Wie können Sie als bisheriger Antreiber sonst von außen mithelfen?

Artmann:Na ja, ich werde jetzt öfter beim Training aufschlagen als vielleicht sonst, wenn man einen dicken Fuß hat und nicht mitmachen kann. Ich hoffe, dass ich den Jungs klarmachen kann, dass sie sich positiv motivieren und sich Mut zusprechen sollen. Den anderen mit negativen Dingen zu konfrontieren, bringt in dieser beschissenen Situation jetzt überhaupt nichts.

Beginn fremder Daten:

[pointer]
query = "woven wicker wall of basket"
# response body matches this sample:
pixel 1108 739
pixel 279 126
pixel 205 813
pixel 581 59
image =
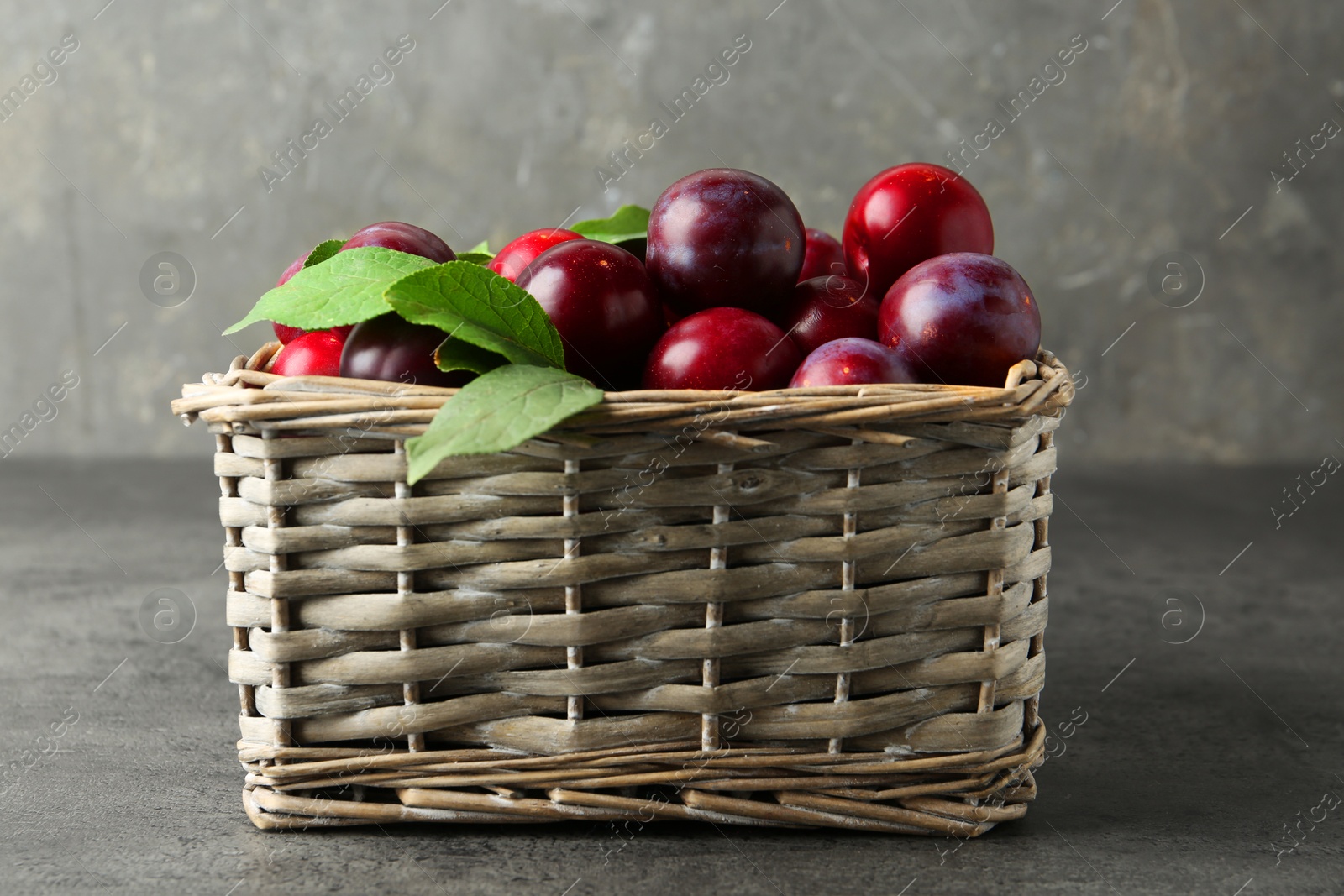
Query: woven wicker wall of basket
pixel 806 607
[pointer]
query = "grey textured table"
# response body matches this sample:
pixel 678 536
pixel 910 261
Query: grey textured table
pixel 1194 759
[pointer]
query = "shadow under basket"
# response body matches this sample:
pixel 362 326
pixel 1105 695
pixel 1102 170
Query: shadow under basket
pixel 790 609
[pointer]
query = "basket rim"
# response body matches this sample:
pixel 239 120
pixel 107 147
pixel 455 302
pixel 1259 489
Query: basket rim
pixel 250 399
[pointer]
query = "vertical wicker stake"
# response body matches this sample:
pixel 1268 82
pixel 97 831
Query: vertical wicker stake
pixel 847 573
pixel 994 586
pixel 233 539
pixel 573 593
pixel 714 620
pixel 405 589
pixel 275 473
pixel 1038 591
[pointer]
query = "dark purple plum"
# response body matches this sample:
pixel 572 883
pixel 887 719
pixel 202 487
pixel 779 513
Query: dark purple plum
pixel 851 362
pixel 961 318
pixel 823 257
pixel 394 349
pixel 725 238
pixel 403 238
pixel 828 308
pixel 722 348
pixel 602 302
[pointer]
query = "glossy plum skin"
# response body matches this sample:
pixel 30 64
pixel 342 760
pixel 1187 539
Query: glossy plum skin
pixel 288 335
pixel 851 362
pixel 911 214
pixel 823 255
pixel 602 302
pixel 961 318
pixel 403 238
pixel 521 253
pixel 394 349
pixel 311 355
pixel 828 308
pixel 725 238
pixel 722 348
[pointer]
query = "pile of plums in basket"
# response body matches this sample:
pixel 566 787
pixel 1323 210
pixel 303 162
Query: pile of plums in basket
pixel 734 293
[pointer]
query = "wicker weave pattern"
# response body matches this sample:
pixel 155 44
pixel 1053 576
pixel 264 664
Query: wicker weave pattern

Nach Ihrer Verletzung am Sonntag gegen Meppen haben Sie noch eine gute halbe Stunde weitergespielt. Machen Sie sich Vorwürfe, dass diese Belastung Ihre Verletzung womöglich verschlimmert hat?

Artmann:Darüber habe ich hinterher auch nachgedacht. An der Verletzung hat das aber nichts geändert, denn ich hatte das Knacken im Knöchel ja deutlich gehört. Ich mache mir nur Vorwürfe, dass ich danach Marius Winkelmann und Josip Tomic auf der Doppel-Sechs nicht in der Defensive helfen konnte. Darunter hat unser Spiel gelitten – und vielleicht hätten wir mit einem frischen Mann gewonnen. Das hätte ich gewollt.

Apropos Willen: Nachdem Sie mit Ihrem Tor im Viertelfinale gegen Cloppenburg dieses Halbfinale erst ermöglicht hatten, sagten Sie mit Blick auf den NFV-Pokal: „Jetzt will ich das Ding auch haben!“ Wie stehen Rehdens Chancen jetzt?

Artmann:Da darf ich die Jungs nicht zu sehr unter Druck setzen. Jetzt geht es erstmal nur um dieses Halbfinale, das uns den DFB-Pokal-Einzug sichert – falls wir gewinnen. Aber wenn alle diese Mannschaftsleistung aus der zweiten Halbzeit gegen Meppen abrufen, können wir es in Uphusen schaffen. Die, die sonst eher in der zweiten Reihe standen, haben am Sonntag auf sich aufmerksam gemacht. Ich hoffe, dass sie das auch am Ostermontag tun.